Потемкин задумчиво рассматривал свою работу — что-то ему не нравилось. Медленно, подозрительно приблизил он лицо к этюду, протянул к нему одну руку, другую, прямо-таки влез в него своими лапищами и головой и что-то делал там, кряхтя и сопя, наугад тыча кистью в палитру. Откинулся. Самодовольно ухмыльнулся и торжествующим басом проревел:

И чер-р-рточки лесов!

Краснощеков не мог оторвать взгляда от палитры. Красок на ней, видимо, не было уже давно.

Краснощеков обернулся и увидел развалины немецкого блиндажа, среди которых потерянно бродили ребята, а инструктор Гаврилов сидел на корточках и медленно вращал в снегу котелок — приготавливал мороженое.

«Та-ак!»

Краснощеков посмотрел на ущелье. Снизу, с долины Азау, куда им нужно было спускаться, поднялся туман, густой и упругий, и наполнил ущелье до краев. Над розовой волнистой поверхностью возвышались две сверкавшие головы Эльбруса, а ближе — острые вершины скал. Туман подобрался к перевалу и уже скатывался через его седло широким потоком назад, в долину Ненскры, освещенную закатным солнцем.

«Так!!»

Вчера утром Гаврилов сбил всех с толку эдельвейсами. Они знали, что время эдельвейсов прошло. Но Гаврилов твердил, что он здесь воевал, что он тут каждый камень знает, что эдельвейсы где-то рядом, в двух шагах. «Как хорошо, — говорил он, — придем завтра в лагерь и принесем нашим девушкам эдельвейсы». Словом, заморочил голову. Ему, конечно, виднее. На то он и мастер по альпинизму.

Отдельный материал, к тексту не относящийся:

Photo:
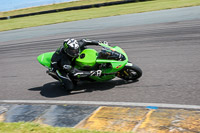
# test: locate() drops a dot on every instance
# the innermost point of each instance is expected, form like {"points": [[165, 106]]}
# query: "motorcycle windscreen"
{"points": [[45, 59]]}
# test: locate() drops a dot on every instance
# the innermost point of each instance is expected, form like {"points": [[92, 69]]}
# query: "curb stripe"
{"points": [[101, 103]]}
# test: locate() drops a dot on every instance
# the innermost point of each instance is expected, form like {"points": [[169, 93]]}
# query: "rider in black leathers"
{"points": [[63, 61]]}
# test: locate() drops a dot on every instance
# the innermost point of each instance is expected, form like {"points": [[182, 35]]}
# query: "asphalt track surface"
{"points": [[168, 54]]}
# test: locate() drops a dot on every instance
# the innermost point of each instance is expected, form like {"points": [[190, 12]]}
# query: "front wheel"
{"points": [[130, 73]]}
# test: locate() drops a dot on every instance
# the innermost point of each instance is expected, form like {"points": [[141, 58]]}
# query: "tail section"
{"points": [[45, 59]]}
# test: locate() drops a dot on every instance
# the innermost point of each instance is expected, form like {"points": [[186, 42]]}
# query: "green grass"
{"points": [[53, 6], [28, 127], [67, 16]]}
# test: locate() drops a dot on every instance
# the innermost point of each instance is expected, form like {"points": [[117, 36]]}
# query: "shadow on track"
{"points": [[55, 89]]}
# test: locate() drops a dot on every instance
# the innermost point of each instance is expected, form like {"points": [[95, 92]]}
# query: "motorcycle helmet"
{"points": [[71, 47]]}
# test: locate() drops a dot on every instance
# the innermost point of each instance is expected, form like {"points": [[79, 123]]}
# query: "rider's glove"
{"points": [[67, 67], [96, 73]]}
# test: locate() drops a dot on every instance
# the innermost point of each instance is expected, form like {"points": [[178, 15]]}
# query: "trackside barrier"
{"points": [[73, 8]]}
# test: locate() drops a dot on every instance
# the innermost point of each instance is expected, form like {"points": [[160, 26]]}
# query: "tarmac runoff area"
{"points": [[105, 118]]}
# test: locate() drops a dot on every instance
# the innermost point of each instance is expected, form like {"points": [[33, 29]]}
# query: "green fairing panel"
{"points": [[87, 58], [45, 59], [103, 78]]}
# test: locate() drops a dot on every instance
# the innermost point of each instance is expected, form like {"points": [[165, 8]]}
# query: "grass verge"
{"points": [[28, 127], [53, 6], [67, 16]]}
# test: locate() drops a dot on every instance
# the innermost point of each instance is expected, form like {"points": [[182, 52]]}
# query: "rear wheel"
{"points": [[130, 73]]}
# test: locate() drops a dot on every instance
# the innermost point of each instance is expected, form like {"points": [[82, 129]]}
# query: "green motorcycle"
{"points": [[112, 61]]}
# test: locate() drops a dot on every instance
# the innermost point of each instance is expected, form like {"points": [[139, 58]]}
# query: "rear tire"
{"points": [[130, 73]]}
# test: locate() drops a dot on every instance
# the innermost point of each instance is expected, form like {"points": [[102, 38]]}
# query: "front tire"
{"points": [[130, 73]]}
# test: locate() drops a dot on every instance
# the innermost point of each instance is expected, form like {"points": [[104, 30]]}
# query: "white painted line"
{"points": [[102, 103]]}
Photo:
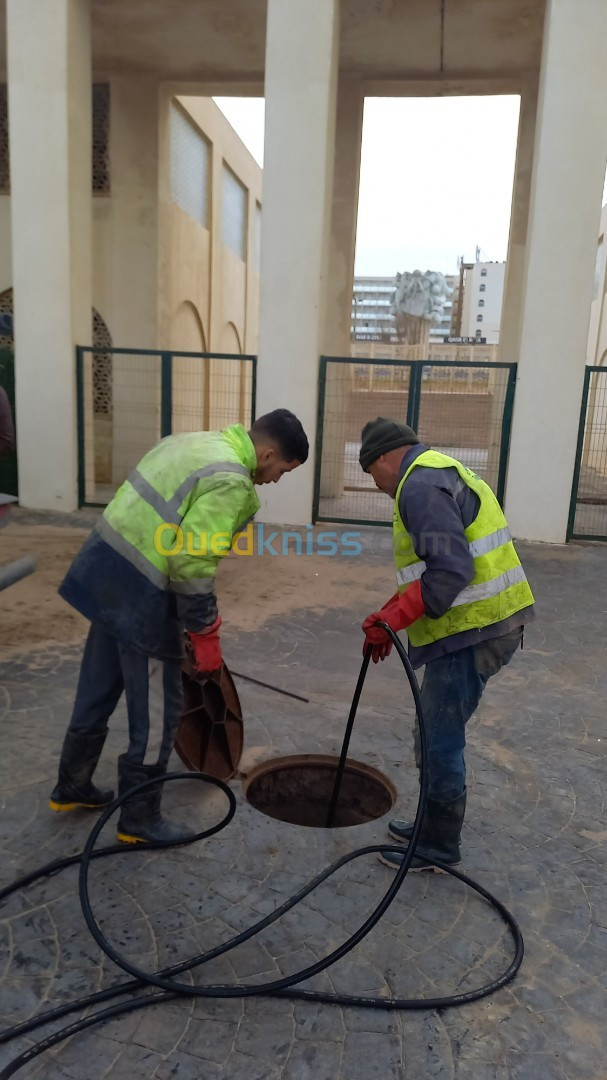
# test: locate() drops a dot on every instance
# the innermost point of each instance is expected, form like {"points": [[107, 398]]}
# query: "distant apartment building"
{"points": [[373, 319], [476, 301]]}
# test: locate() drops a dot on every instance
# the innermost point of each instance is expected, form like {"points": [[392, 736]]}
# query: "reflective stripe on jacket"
{"points": [[148, 568], [499, 586]]}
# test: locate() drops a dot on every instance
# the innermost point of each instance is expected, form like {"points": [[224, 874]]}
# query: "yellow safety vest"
{"points": [[499, 586]]}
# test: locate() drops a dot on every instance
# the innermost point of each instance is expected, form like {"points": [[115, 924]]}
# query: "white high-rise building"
{"points": [[481, 308], [373, 319]]}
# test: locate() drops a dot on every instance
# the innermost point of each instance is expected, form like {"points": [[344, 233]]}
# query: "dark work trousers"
{"points": [[152, 689], [450, 691]]}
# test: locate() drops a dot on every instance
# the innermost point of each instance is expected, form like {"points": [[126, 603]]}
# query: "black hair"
{"points": [[285, 430]]}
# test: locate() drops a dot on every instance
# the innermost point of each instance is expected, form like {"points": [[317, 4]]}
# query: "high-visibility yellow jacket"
{"points": [[148, 568], [499, 588]]}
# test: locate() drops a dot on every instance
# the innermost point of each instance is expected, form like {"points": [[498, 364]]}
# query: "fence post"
{"points": [[415, 392], [579, 450], [165, 394], [319, 448], [80, 423], [506, 429], [254, 390]]}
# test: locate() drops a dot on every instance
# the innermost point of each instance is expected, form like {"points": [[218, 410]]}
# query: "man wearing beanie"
{"points": [[463, 598]]}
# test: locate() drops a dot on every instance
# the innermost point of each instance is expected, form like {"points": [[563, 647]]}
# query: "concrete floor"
{"points": [[536, 835]]}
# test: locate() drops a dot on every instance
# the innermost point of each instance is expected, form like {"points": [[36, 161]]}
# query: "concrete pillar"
{"points": [[340, 280], [300, 104], [514, 284], [50, 77], [568, 173]]}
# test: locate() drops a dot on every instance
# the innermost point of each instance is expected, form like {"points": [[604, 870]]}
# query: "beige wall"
{"points": [[597, 331], [207, 297], [5, 255]]}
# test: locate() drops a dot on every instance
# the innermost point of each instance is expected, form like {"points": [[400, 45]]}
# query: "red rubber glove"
{"points": [[400, 611], [206, 649], [380, 651]]}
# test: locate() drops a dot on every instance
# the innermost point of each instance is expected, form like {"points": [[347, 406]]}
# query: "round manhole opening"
{"points": [[298, 790]]}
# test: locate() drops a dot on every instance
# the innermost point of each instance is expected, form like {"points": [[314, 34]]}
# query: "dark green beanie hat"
{"points": [[380, 436]]}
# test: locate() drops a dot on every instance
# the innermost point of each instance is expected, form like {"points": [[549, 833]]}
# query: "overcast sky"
{"points": [[435, 178]]}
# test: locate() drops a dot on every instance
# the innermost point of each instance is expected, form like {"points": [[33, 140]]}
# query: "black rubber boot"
{"points": [[78, 763], [140, 820], [439, 839]]}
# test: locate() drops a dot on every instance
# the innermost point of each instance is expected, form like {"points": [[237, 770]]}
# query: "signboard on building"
{"points": [[458, 340]]}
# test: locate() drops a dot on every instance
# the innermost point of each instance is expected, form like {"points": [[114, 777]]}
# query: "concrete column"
{"points": [[340, 280], [50, 77], [514, 284], [568, 173], [300, 104]]}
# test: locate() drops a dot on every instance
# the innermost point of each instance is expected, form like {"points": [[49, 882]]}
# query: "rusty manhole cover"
{"points": [[210, 737], [297, 790]]}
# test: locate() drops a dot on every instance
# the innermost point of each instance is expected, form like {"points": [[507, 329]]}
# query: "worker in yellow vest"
{"points": [[463, 598], [144, 577]]}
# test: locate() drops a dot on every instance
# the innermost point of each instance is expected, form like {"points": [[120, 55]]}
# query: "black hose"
{"points": [[281, 987]]}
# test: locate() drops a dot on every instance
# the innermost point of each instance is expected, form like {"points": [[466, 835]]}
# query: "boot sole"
{"points": [[63, 807], [125, 838], [401, 839]]}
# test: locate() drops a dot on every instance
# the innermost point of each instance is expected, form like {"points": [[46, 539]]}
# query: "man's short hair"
{"points": [[283, 428]]}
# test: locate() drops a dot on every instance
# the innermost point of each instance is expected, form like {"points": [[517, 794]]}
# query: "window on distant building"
{"points": [[190, 160], [100, 138]]}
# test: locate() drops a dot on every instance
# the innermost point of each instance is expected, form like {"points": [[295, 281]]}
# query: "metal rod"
{"points": [[269, 686], [14, 571], [344, 755]]}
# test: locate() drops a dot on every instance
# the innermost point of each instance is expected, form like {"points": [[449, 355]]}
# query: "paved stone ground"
{"points": [[536, 835]]}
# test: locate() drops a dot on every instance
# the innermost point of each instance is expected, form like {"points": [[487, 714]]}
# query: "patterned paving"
{"points": [[536, 835]]}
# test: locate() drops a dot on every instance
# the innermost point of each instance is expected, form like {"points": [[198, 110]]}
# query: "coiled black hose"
{"points": [[171, 988]]}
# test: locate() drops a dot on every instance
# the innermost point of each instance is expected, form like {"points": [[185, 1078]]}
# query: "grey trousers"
{"points": [[152, 689]]}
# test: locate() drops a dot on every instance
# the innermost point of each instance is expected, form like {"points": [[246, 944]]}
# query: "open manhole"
{"points": [[297, 790]]}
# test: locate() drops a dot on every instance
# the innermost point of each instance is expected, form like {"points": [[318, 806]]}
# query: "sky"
{"points": [[435, 178]]}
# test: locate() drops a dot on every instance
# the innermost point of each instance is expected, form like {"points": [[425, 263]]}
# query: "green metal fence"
{"points": [[129, 399], [588, 511], [461, 408], [9, 480]]}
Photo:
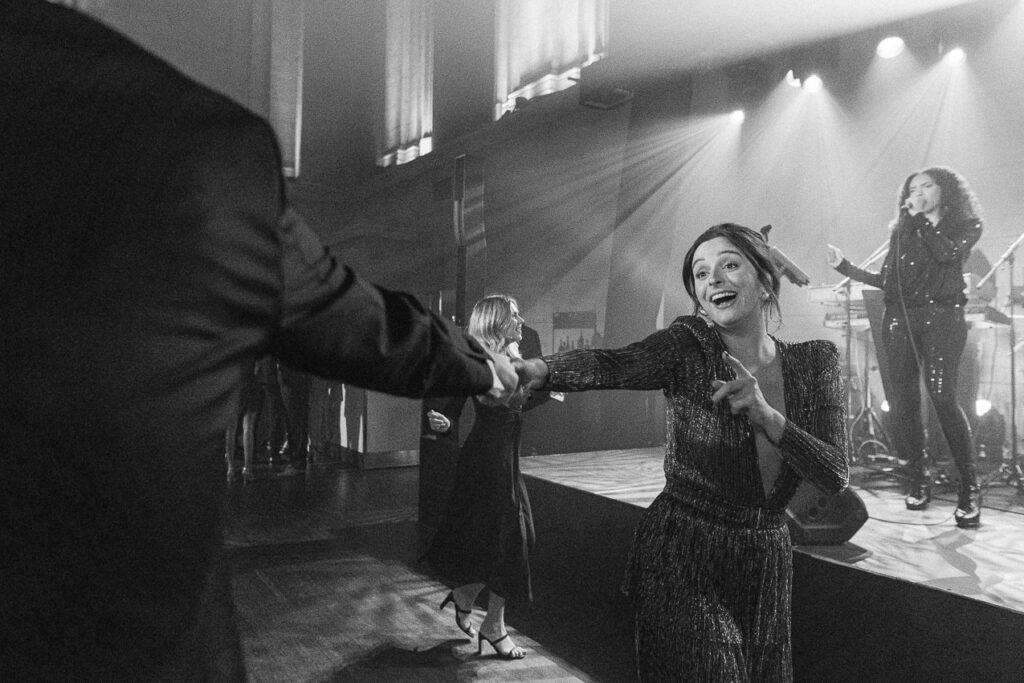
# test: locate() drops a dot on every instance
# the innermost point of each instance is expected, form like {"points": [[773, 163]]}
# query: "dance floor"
{"points": [[925, 547]]}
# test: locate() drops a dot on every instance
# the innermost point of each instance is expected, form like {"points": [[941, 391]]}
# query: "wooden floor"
{"points": [[925, 547], [328, 588]]}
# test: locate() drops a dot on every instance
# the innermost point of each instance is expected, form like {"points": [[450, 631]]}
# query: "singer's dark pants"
{"points": [[928, 342]]}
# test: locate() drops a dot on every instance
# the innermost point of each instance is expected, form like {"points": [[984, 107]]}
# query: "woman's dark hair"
{"points": [[958, 200], [752, 245]]}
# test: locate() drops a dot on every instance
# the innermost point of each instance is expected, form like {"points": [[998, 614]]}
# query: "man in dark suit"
{"points": [[147, 257]]}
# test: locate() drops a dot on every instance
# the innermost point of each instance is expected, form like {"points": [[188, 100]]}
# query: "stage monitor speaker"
{"points": [[817, 519]]}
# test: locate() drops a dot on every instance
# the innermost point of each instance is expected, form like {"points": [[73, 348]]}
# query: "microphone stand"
{"points": [[1015, 475], [846, 286]]}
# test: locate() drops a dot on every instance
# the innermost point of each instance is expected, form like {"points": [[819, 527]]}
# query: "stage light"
{"points": [[890, 47], [955, 56], [813, 83]]}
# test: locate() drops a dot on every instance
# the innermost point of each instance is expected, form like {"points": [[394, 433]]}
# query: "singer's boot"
{"points": [[968, 514], [919, 494]]}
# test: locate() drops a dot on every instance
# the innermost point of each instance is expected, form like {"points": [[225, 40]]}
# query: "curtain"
{"points": [[409, 82], [275, 76], [542, 45]]}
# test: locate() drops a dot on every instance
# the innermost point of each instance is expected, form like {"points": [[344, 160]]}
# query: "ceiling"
{"points": [[652, 35]]}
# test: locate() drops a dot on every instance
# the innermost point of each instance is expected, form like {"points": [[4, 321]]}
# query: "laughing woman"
{"points": [[750, 417]]}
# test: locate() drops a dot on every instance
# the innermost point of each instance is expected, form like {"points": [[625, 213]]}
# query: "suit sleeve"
{"points": [[339, 326]]}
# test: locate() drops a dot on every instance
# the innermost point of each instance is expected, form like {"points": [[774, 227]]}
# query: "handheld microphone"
{"points": [[790, 270]]}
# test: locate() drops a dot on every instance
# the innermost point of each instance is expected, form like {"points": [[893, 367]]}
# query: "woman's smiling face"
{"points": [[726, 283]]}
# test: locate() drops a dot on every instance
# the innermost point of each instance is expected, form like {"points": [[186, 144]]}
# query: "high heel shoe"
{"points": [[468, 629], [515, 653], [968, 514]]}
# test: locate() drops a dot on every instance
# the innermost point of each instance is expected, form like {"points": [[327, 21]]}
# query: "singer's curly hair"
{"points": [[752, 245], [958, 200]]}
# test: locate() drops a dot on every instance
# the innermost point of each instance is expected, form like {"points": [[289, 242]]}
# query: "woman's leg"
{"points": [[943, 347], [493, 630], [464, 597]]}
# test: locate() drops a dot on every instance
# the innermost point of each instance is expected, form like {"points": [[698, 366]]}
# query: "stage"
{"points": [[909, 597]]}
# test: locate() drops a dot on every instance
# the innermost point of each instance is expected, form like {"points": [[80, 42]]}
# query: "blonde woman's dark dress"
{"points": [[487, 529]]}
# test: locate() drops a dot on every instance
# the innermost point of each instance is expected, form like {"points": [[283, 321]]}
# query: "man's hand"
{"points": [[532, 373]]}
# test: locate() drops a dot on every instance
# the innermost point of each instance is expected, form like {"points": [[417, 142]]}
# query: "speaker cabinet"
{"points": [[817, 519]]}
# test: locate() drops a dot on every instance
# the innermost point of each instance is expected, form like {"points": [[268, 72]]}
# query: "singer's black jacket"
{"points": [[925, 263], [147, 257]]}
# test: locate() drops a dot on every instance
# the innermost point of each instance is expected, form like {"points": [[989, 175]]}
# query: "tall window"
{"points": [[275, 82], [543, 44], [409, 82]]}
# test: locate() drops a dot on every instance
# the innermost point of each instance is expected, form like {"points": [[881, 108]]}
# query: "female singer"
{"points": [[924, 332], [711, 568], [486, 532]]}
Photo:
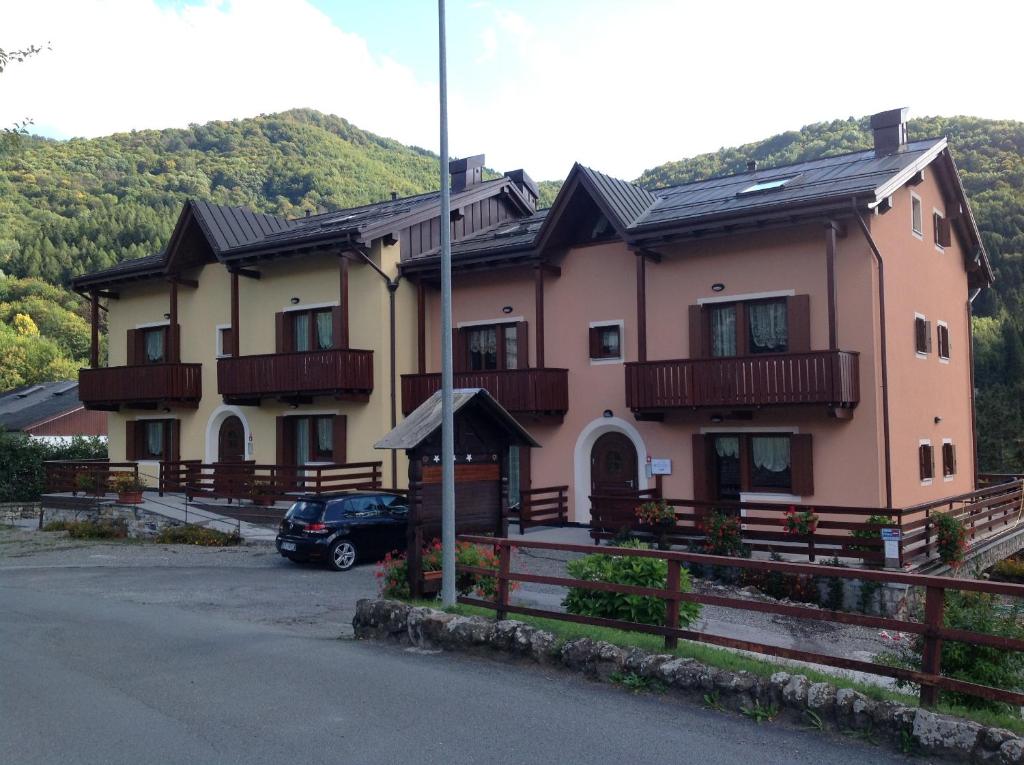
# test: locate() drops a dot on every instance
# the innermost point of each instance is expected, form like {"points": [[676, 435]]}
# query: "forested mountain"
{"points": [[67, 207]]}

Вполголоса поругиваясь, они переползли вслед за ним через один невысокий хребет, через другой, спустились в заросшую густой травой и кустарником долину Ненскры. Правда, попадались эдельвейсы. Но это были такие поломанные, в бурых пятнах заморыша, что даже прикасаться к ним было боязно. Зато, говорил неунывающий Гаврилов, долина Ненскры — красивейшее место в Советском Союзе!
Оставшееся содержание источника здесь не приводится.